La réaction anticléricale de la troisième république a pour un de ses fondements le souvenir de l'Assemblée monarchique de 1871 et le souvenir des tentatives monarchiques du 24 mai 1873 et du 16 mai 1877.
Quoi qu'il en soit, l'Assemblée de 1871 élabora une nouvelle loi de liberté de l'enseignement. La seconde République avait établi la liberté de l'enseignement primaire et la liberté de l'enseignement secondaire. Elle n'avait rien fait à l'égard de l'enseignement supérieur. L'Assemblée de 1871 établit et organisa la liberté de l'enseignement supérieur. Le droit fut reconnu aux particuliers ou aux associations de donner l'enseignement supérieur à qui voudrait le recevoir d'eux. La liberté d'enseignement était enfin établie en France à tous les degrés (17 juin 1875).
Les effets, excellents à mon avis, de cette nouveauté, ne se firent pas attendre. L'enseignement supérieur tel qu'il existait à l'état de monopole, depuis le premier Empire jusqu'en 1875, était une des hontes de la France. Il végétait. Il était inactif et presque amorphe. Professeurs fatigués ou nonchalants, public rare et endormi, d'étudiants point. Sous l'aiguillon de la concurrence, l'enseignement supérieur français, qui a rencontré du reste des directeurs intelligents, zélés et hardis dans l'innovation, est devenu le plus actif, le plus laborieux et le plus illustre peut-être de l'Europe entière. Je ne puis pas m'empêcher de croire que la loi de 1875 soit une des causes au moins de cet heureux changement.
Mais l'anticléricalisme veillait, et vigilante aussi restait cette pensée de Louis XIV que l'on trouve dans toutes les pièces relatives à la révocation de l'Édit de Nantes et qui est le Credo même de tout le parti démocratique: «Un seul troupeau sous un seul pasteur.» Le parti démocratique et anticlérical français ne peut pas concevoir la France autrement que comme un troupeau.
Aussi, dès 1880, cinq ans après la loi de liberté de l'enseignement, Jules Ferry lançait, très inopinément du reste, son projet de loi sur l'enseignement supérieur contenant le fameux article VII. L'article VII, c'était l'expulsion des Jésuites et des congrégations enseignantes non autorisées. L'article VII n'ayant pas été adopté par le Sénat, le gouvernement, en vertu d'anciennes lois remontant au XVIIIe siècle, décréta contre les congrégations non autorisées et exécuta violemment les décrets, de juin à novembre 1880.

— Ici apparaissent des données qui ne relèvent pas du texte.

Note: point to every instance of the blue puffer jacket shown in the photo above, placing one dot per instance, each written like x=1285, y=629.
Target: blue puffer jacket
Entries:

Rien de plus légal, puisqu'on peut toujours exécuter une loi qui n'a pas été abrogée; mais, d'une part, c'était montrer quelque désinvolture à l'égard du Parlement que de substituer une loi désuète à une loi qu'on lui avait présentée et dont il n'avait pas voulu, pour arriver à un but qu'on tenait à atteindre et qu'il avait suffisamment indiqué qu'il ne voulait pas qu'on poursuivît; et en ce sens c'était un véritable coup d'État;—d'autre part, c'était une première atteinte à la liberté d'enseignement, le principe de la liberté d'enseignement étant que tout Français a le droit d'enseigner, s'il est honnête homme, si son enseignement n'est pas immoral, si son enseignement n'est pas dirigé contre les lois.
La campagne Ferry fit, du reste, beaucoup plus de bruit qu'elle n'eut de grands effets. Jésuites et congréganistes ne furent expulsés ou inquiétés que pour la forme et restèrent, à très peu près, plus ou moins ouvertement, sur leurs positions. Les temps n'étaient pas venus. La France était peu convaincue de l'immensité du péril catholique. M. Jules Ferry lui-même n'avait mené cette campagne que pour se faire une popularité et eut dans la suite à s'occuper de beaucoup d'autres choses qui, du reste, la lui firent perdre.
Jusqu'en 1900, il n'y a rien à relever de très important pour ce qui est de l'histoire de l'anticléricalisme en France.
En 1900 la campagne anticléricale recommença avec vigueur, et ce qui prouve, chose du reste qu'il est naïf de faire remarquer, que cette guerre n'est inspirée que par des intérêts électoraux, ce fut à propos d'ingérence du monde religieux dans les élections que les hostilités reprirent. Les moines assomptionnistes s'étaient mêlés des élections de 1898. Il était difficile de leur pardonner cela. Ils furent poursuivis pour violation de l'article du Code pénal interdisant les réunions de plus de vingt personnes.—Comme sous l'Empire?—Naturellement, comme sous l'Empire.